Sunday, September 03, 2006

Late Sunday thoughts - maybe Monday

I've spent tonight watching the Shakespeare Retold DVD, and was knocked over, particularly, by Much Ado About Nothing. Damien Lewis is one of my favourite actors due to Band of Brothers anyway, but he's just brilliant in Much Ado... especially. And there's a scene between his character (Benedict) and Beatrice (played by Sarah Parish) the night before he has to give the best-man's speech at his friend's wedding, and he's decided to read a Sonnet instead of a typical best-man's speech. And he chose Sonnet 116. And he wants Beatrice to help him understand the Sonnet better so they read it together and she explains it to him and yada yada yada. But the Sonnet just stood out, massively. It smacked me in the face. You've (who?) already read it no doubt, but it just smacked me and I wanted to pop it on here. So I will do:

Sonnet 116
Let me not to the marriage of true minds
Admit impediments.

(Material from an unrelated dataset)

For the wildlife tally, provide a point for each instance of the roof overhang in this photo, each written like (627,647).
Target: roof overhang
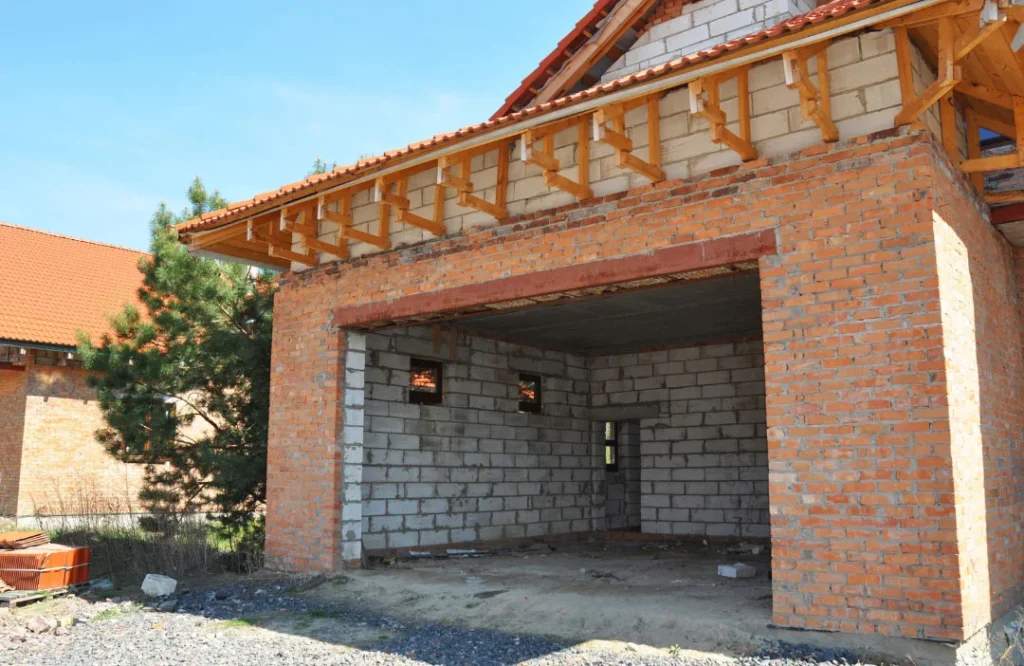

Love is not love
Which alters when it alteration finds,
Or bends with the remover to remove:
O no! it is an ever-fixed mark
That looks on tempests and is never shaken;
It is the star to every wandering bark,
Whose worth's unknown, although his height be taken.
Love's not Time's fool, though rosy lips and cheeks
Within his bending sickle's compass come:
Love alters not with his brief hours and weeks,
But bears it out even to the edge of doom.
If this be error and upon me proved,
I never writ, nor no man ever loved.

Paraphrase of SONNET 116
I don't believe in any barriers to the union between true lovers.
Love isn't really love if it changes when we notice our beloved has changed.
Love doesn't vary when someone tries to lure us away from our beloved.
No way! Love is like a rock, and storms can't undermine it.
Love is a constant guide to us as we sail through life,
But we can't really see its true value even if we can quantify love somehow.
Love doesn't vary with time, even if the glow of youthfulness passes from our beloved's face.
Love doesn't vary because of time; it stays constant even until death.
If I'm wrong about this, then I never wrote anything and nobody has been in love.

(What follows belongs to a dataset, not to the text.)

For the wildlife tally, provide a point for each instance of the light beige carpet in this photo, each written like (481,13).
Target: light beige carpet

I also remembered this poem. It's the one from Four Weddings and a Funeral. And it's just stunning. So so stunning. So here this is too:

Stop All The Clocks

Stop all the clocks, cut off the telephone,

Prevent the dog from barking with a juicy bone,

Silence the pianos and with muffled drum

Bring out the coffin, let the mourners come.

Let aeroplanes circle moaning overhead

Scribbling on the sky the message He is Dead,

Put crepe bows round the white necks of the public doves,

Let the traffic policemen wear black cotton gloves.

He was my North, my South, my East and West,

My working week and my Sunday rest,

My noon, my midnight, my talk, my song;

I thought that love would last forever, I was wrong.

The stars are not wanted now: put out every one;

Pack up the moon and dismantle the sun;

Pour away the ocean and sweep up the wood.

For nothing now can ever come to any good.


I know it was written by a man for a man, don't read any form of homesexual desires into it, but it is so heartbreaking and beautiful. It's the kind of thing I have this stupid image of my wife reading out at my funeral in however-many years time.


And then I also found this. I love this. It says so much so well...


An extract from Captain Corelli's Mandolin

"Love is a temporary madness, it erupts like volcanoes and then subsides. And when it subsides you have to make a decision. You have to work out whether your roots have so entwined together that is inconceivable that you should ever part. Because this is what love is. Love is not breathlessness, it is not excitement, it is not the promulgation of promises of eternal passion, it is not the desire to mate every second minute of the day. That is just being "in love", which any fool can do. Love itself is what is left over when being in love has burned away, and this is both an art and a fortunate accident. Those who truly love have roots that grow towards each other underground, and when all the pretty blossoms have fallen from the branches they find that they are one tree and not two."

I wish that I could write one thing even a 10th of the beauty of those. Sometimes it can be so frustrating. But then my inability makes me grateful that other people were able to. Because it helps me. And I hope it helps you.

Praise the LORD that he gifted other people to do those things 'eh?!